Lambda functions write to CloudWatch Logs and other attributes such as number of invocations and errors can be monitored via the CloudWatch API. The component SQS queues can also be monitored via CloudWatch, and the concurrency SQS queues are especially useful when monitoring application state.
The coordinator SQS concurrency queue should never be empty, for example, as this indicates that the application has failed and is no longer running. Component queues used to introduce data to the application would be backing up at this point as well.
A number of third party services can be used to build monitors and alerts based on these logs and metrics.
Lambda Complex remains in an early stage of development. Moving forward the following are intended.
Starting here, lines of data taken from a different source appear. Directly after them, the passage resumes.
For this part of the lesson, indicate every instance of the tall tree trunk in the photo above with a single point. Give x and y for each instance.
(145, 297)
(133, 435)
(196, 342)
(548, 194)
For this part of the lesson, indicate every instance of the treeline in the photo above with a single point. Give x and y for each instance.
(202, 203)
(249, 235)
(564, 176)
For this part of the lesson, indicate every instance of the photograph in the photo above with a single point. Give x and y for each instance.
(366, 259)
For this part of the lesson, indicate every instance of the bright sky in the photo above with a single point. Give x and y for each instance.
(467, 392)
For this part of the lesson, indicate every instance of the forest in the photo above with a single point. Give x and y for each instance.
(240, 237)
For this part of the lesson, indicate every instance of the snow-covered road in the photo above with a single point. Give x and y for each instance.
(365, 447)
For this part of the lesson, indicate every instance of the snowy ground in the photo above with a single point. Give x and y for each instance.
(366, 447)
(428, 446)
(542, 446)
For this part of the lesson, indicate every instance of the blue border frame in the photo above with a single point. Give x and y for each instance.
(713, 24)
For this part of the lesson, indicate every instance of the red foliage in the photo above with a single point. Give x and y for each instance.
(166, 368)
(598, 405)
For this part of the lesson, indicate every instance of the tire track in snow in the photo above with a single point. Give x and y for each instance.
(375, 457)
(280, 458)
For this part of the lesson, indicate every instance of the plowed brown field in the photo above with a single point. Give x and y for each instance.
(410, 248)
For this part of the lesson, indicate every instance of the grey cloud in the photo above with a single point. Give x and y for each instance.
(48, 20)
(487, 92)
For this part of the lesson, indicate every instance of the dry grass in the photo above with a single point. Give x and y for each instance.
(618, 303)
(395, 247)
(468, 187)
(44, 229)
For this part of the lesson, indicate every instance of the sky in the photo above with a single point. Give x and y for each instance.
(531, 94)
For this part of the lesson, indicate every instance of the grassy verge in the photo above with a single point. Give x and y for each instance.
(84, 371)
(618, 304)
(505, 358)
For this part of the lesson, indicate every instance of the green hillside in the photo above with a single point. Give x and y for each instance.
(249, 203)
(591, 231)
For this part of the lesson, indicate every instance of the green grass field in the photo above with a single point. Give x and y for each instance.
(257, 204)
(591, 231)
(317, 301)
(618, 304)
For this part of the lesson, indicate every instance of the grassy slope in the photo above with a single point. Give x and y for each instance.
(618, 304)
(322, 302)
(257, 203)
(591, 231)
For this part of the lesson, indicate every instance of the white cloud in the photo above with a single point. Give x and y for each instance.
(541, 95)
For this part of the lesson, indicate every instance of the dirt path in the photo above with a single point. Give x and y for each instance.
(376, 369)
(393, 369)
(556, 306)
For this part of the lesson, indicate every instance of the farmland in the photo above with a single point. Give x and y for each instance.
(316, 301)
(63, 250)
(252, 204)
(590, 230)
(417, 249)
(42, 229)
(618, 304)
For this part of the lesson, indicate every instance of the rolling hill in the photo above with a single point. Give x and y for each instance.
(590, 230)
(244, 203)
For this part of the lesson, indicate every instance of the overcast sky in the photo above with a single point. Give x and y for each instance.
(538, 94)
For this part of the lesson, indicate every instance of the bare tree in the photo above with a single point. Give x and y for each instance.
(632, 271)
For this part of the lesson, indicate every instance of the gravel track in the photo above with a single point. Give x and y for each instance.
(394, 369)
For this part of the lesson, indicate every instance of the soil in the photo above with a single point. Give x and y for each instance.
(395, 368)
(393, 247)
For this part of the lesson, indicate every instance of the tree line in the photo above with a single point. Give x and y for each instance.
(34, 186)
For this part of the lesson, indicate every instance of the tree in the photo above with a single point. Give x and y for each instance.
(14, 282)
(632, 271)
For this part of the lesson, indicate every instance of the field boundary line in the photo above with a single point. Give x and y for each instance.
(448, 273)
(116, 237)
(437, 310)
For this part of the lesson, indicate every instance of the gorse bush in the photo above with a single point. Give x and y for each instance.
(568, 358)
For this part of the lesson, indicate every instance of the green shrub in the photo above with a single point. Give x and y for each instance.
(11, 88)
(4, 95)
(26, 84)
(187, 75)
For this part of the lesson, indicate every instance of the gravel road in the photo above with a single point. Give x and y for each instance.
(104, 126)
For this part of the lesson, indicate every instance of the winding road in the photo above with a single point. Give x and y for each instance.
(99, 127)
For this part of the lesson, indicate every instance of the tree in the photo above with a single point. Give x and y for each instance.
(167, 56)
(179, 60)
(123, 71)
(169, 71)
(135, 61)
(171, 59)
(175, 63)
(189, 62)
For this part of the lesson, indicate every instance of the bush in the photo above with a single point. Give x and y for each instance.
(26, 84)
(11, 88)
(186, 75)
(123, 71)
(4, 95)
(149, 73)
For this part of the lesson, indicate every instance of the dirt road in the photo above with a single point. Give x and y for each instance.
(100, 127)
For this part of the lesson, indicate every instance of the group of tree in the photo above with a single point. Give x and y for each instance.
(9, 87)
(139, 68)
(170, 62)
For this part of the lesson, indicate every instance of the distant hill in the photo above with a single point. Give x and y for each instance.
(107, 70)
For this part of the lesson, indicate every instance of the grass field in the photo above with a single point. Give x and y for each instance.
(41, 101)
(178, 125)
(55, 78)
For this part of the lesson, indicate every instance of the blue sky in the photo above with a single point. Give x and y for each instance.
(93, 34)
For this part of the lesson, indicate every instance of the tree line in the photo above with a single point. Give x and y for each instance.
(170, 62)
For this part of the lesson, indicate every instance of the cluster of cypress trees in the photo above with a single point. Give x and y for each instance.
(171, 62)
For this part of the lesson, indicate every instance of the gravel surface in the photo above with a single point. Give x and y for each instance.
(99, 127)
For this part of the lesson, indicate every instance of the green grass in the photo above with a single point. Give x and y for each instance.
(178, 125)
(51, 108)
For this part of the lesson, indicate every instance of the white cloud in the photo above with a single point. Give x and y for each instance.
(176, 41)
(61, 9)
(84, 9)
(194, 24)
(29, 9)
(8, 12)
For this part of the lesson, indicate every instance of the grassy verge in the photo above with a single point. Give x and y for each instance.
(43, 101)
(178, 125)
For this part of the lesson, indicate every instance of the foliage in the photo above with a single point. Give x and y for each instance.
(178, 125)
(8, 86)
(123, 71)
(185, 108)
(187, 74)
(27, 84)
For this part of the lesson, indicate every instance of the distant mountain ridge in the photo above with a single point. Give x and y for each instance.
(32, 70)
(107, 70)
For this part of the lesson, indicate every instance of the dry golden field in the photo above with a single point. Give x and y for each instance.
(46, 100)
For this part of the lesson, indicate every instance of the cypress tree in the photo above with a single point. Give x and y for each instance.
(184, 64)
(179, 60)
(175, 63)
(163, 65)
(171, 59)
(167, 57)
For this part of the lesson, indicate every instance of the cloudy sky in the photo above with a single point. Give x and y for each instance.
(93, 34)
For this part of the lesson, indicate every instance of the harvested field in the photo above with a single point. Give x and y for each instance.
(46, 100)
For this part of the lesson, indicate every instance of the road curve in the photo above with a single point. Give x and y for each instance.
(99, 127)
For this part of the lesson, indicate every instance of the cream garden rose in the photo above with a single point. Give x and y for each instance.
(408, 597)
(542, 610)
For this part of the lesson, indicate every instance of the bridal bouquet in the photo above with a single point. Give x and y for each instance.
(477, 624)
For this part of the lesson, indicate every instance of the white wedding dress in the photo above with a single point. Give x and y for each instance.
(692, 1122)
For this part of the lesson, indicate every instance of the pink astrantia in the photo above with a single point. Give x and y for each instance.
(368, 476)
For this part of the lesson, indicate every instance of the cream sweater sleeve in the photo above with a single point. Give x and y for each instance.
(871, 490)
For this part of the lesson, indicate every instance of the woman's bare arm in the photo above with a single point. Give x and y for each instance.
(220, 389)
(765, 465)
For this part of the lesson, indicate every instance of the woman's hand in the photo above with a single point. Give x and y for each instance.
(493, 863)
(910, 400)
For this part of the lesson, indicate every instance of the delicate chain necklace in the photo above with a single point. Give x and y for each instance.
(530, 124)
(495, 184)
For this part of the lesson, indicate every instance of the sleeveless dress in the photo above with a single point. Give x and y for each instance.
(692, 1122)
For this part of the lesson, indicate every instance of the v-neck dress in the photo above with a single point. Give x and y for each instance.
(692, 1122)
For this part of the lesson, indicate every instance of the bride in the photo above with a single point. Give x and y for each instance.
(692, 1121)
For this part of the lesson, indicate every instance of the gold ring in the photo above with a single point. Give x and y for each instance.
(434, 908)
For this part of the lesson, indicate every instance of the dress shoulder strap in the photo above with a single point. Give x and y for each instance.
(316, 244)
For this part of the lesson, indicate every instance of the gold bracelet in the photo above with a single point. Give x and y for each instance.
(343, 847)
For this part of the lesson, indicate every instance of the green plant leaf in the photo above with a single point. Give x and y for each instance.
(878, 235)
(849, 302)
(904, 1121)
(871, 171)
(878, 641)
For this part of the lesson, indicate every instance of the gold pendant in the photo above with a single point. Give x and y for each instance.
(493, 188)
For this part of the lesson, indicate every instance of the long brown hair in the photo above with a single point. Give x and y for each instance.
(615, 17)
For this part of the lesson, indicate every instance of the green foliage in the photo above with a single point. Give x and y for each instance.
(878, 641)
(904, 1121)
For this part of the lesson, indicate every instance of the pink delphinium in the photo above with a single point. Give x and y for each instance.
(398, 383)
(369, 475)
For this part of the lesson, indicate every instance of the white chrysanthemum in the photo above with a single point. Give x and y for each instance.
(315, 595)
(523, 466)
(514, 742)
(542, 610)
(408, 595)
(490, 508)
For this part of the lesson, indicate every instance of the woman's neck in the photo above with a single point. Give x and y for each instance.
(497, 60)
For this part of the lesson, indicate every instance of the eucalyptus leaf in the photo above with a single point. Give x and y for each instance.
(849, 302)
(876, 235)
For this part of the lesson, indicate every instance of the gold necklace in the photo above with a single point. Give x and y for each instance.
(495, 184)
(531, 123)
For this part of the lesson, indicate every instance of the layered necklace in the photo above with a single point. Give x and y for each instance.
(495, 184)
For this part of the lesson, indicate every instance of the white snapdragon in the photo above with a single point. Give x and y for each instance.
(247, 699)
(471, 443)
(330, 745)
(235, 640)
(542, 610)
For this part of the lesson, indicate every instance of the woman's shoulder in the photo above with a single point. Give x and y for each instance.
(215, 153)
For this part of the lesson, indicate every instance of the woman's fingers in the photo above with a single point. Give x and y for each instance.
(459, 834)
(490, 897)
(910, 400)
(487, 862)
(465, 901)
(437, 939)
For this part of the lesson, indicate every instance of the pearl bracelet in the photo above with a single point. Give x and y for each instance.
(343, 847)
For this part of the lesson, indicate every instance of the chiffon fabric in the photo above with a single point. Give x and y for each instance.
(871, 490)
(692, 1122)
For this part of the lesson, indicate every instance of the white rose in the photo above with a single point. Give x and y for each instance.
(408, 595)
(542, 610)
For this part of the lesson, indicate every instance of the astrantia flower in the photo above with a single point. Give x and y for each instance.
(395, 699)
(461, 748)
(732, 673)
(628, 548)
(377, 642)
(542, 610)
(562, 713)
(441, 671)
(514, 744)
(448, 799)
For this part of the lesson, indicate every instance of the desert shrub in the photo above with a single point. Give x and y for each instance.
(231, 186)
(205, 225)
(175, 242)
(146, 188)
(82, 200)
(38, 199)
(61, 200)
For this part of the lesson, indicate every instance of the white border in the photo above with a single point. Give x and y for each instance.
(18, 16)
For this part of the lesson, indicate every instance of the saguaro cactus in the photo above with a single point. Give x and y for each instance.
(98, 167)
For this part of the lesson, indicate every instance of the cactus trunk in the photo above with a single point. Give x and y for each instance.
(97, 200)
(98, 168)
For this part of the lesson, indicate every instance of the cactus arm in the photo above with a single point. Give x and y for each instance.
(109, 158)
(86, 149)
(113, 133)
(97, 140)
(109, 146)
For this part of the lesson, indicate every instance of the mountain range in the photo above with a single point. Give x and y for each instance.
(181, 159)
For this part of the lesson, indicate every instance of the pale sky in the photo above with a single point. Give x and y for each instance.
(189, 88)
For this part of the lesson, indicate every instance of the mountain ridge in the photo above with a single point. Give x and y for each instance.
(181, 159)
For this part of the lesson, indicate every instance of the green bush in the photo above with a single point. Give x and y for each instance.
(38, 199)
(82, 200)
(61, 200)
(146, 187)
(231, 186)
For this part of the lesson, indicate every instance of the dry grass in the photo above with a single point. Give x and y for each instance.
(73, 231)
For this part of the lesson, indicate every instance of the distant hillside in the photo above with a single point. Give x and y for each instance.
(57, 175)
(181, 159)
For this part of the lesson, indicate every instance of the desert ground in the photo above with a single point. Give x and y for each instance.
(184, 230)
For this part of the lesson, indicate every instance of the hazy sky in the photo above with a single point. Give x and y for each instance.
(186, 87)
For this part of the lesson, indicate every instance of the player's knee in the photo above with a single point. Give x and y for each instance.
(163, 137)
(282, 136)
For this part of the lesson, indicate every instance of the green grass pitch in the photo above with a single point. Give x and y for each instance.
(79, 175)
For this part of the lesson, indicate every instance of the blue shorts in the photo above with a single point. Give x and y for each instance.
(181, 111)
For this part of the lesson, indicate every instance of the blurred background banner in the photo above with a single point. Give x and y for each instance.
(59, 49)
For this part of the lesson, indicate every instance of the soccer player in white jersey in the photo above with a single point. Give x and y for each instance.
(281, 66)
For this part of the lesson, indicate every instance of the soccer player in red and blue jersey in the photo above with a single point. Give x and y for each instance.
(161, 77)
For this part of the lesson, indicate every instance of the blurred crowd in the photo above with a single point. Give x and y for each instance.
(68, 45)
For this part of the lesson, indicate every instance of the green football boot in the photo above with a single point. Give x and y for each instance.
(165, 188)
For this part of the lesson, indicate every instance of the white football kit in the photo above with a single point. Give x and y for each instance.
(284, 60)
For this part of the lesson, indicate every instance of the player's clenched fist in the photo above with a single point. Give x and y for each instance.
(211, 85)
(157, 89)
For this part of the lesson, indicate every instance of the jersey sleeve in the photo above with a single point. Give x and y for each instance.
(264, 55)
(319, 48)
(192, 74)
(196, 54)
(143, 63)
When scheduled events for Lambda functions can be set up via CloudFormation, switch the coordinator instances to run using this functionality rather than via self-invocation.
The process of switching delivery of data to new queues on each new deployment of an existing application is painful, and what happens to the messages in the old queues? They will get dropped as it stands. Helpers to make it easier to build a suitable switchover function would be useful.
A robust monitoring and log streaming module is needed, built on the CloudWatch APIs. A programmatic interface to how the applications is working (or not working) is a necessary part of a number of further refinements.
Add further component types based on other ways to trigger Lambda functions from AWS resources. E.g. from S3 events or SNS topics.
Providing the ability to run an application locally.
Tools to stress test a local or deployed application.